В медицинском институте ко мне очень хорошо относился старик-академик Вадим Иванов, заведовавший кафедрой факультетской терапии. Он всего повидал в жизни и уже ничего не боялся. «Здесь не слышат друг друга, – сказал он однажды. – Все боятся, но никто никого не слышит. Знаете, чего хотят ваши больные? Исцеления, конечно, но вы им это не всегда можете дать. Они очень хотят, чтобы вы до конца их выслушали. Слушайте людей не перебивая: большинству из ваших пациентов ни разу в жизни не удалось высказаться до конца. Им станет легче уже оттого, что вы их дослушаете, что они поверят – кто-то готов заинтересоваться их болью»…

Врачебный диплом у меня был красного цвета, с отличием, – я всегда дорожил знаниями, конкретными особенно. Ни одна профессия не подпускает к человеку так близко, как медицина, нигде бы я не столкнулся с человеческими страданиями и с несправедливостью в такой концентрации.

Больницы были отдельно для начальников, отдельно для подчиненных. Лекарства тоже. Революционная бюрократия сортировала народ со всей своей жлобской одержимостью, были даже разные по комфортности палаты в одной и той же больнице для людей разного чиновничьего положения. Табели о рангах были везде, неравноправие было (и осталось) чудовищным. Задумав уйти в литературу, я вскоре понял, что она находится в советской иерархии выше здравоохранения и даже выше прочих искусств. До чего же категорично все были рассортированы!

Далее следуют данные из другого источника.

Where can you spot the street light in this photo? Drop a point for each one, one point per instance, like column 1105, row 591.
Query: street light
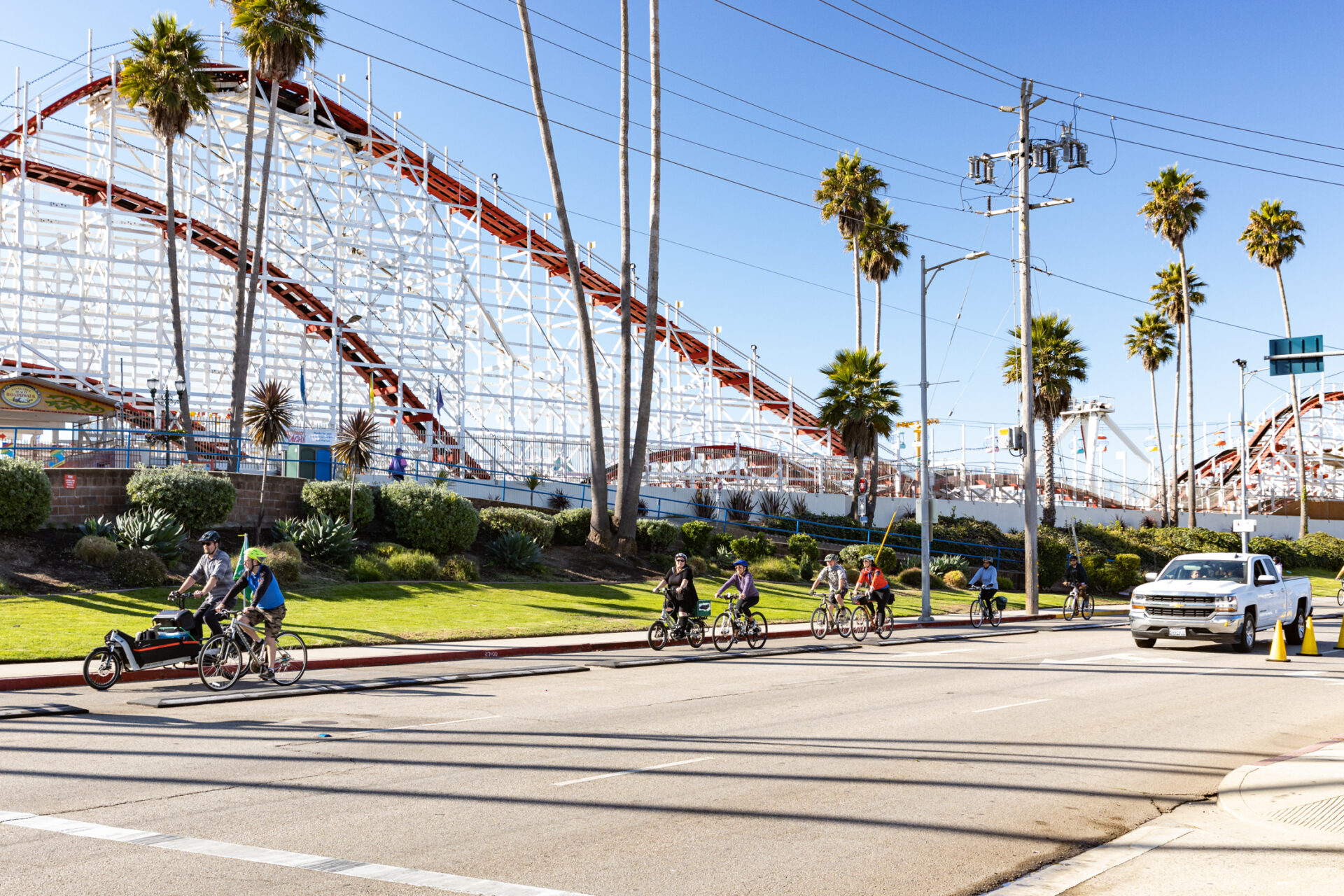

Помню, в конце шестидесятых годов я оказался на одной из шумных декад, празднике украинского искусства в России. Такие празднички влетали стране в большие миллиарды, но тем не менее проводились регулярно. Братания же России с Украиной вообще устраивались на уровне всеармейских маневров: толпы участников, пьяные застолья, митинги на каждом углу. В один из декадных дней меня забросило в Кубинку под Москвой – там стояла воинская часть, руководимая легендарным в годы войны летчиком Кожедубом. К этой части было приписано большинство советских космонавтов, и ей же давалось право в дни парадов гнать свои самолеты над Красной площадью. Короче говоря, придворная гвардейская часть; прием, оказанный нам, был на уровне дворцовых приемов. Я глядел во все глаза – многое было внове, да и правила были особенные.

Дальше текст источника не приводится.